Познакомил меня с Жюли мой товарищ Жан, вернее – его подруга Сюзанна, которая вместе с Жюли работает на бельевой фабрике. В тот же вечер Жюли откровенно призналась, что ей очень нравится мой акцент и что из всех рабочих она больше всего уважает металлистов и терпеть не может моряков за их разгульную жизнь. Узнав, что в прошлом я тоже был моряком, Жюли задумалась было, но тут же улыбнулась. «Это же в прошлом, вы сейчас металлист», – сказала она.
С этого началось. Вот уже месяц, как мы каждый день встречаемся, и чем больше я ее узнаю, тем больше она мне нравится. Семья у нее тоже хорошая. Оказывается, отец ее работает на наших судоверфях электриком. Мать Жюли – бодрая, бережливая хозяйка, дома у них чисто, опрятно, хотя живут они бедно.
Идя к ним в первый раз, я немного волновался: как меня встретят? Ведь я для них чужестранец. Мои опасения не оправдались. Отец и мать приняли меня запросто, как своего человека. Отец Жюли, господин Руже, оказался человеком широких взглядов; по-моему, он социалист, хотя я этого еще точно не знаю. Он мне сказал: «Людей объединяет не принадлежность к определенной нации, а их социальное положение. Рабочий-негр мне куда ближе, чем французский капиталист». Эти слова мне, человеку, оторванному от родины, пришлись по душе, и я сразу почувствовал симпатию к отцу Жюли.
Итак, у меня есть замечательная подруга, семейный дом, куда я изредка запросто хожу и где меня радушно принимают.
Стоит ли писать, что я счастлив!
6 ноября
Завтра большой пролетарский праздник – день Великой Октябрьской революции в России. Мы готовимся достойно его отпраздновать. Руже принес к нам кипу поздравительных листовок, и мы с ребятами разбросали их до начала смены по рабочим местам. По всем цехам развесим лозунги. Замечательная выдумка! Ведь каждому рабочему приятно в такой день получить поздравление.

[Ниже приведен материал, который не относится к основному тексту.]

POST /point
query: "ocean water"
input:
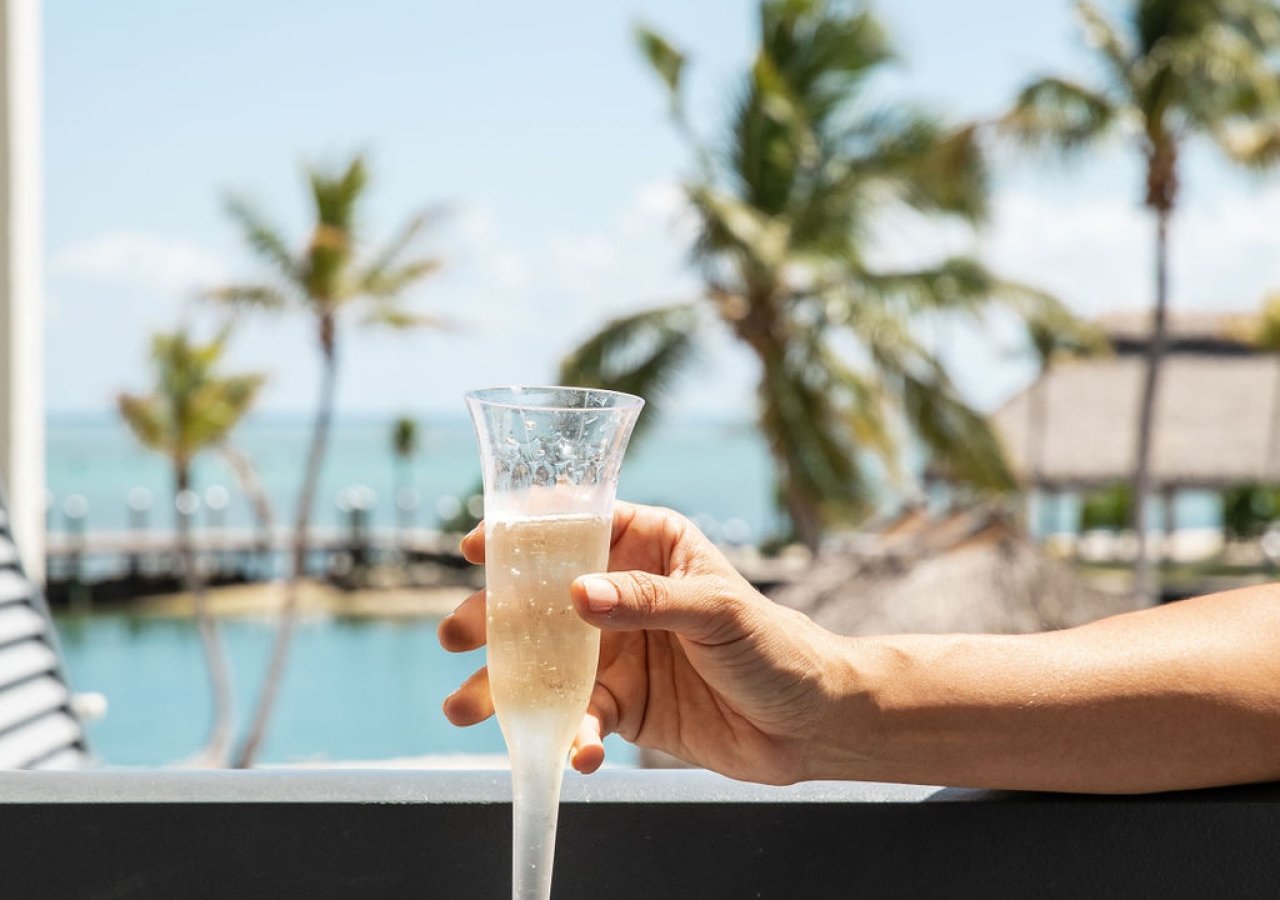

Предстоит большой митинг, будет много хлопот. Шпики так и рыщут по цехам. Говорят, человек пятнадцать уже арестовали, и, как ни странно, все они коммунисты, социалистов почему-то полиция не трогает. Но все равно никакие репрессии не запугают рабочих. Уж что-что, а день социалистической революции они отпразднуют на славу.
11 ноября
До чего мелки были мои интересы всего несколько месяцев тому назад! Изображал из себя человека, разочарованного в жизни, копался в личных переживаниях, совершенно не подозревая, что рядом есть другая, более достойная жизнь.
Должен признаться, что решающую роль в этом сыграло влияние моих товарищей, особенно Нодье. Я как-то проговорился в доме Жюли, что мой товарищ Нодье, с которым я живу в одной комнате – мы свою мансарду называем комнатой, так звучит лучше, – очень умный и начитанный парень. Тогда Руже многозначительно улыбнулся. Наверное, он расспросил Нодье обо мне. Вчера вечером дома мой товарищ начал подтрунивать надо мной:
– Вот хитрец! Строишь из себя святошу, а в то же время волочишься за девушками, ухаживаешь за красавицей Жюли!
Я удивился: разве он знает Руже?
– Знаю ли я его? Да, милый мой, половина Марселя знает Руже! Он по меньшей мере раз двадцать руководил стачечными комитетами и столько же раз попадал в тюрьму.
Ни Жан, ни я не знали об этом. Нодье сказал, что я еще многого не знаю, и полушутя, полусерьезно предложил заняться моим образованием. Жан, услышав это, принялся издеваться над любовью Нодье к книгам, и между моими друзьями завязался, как я понял, очередной, никогда не имеющий конца спор.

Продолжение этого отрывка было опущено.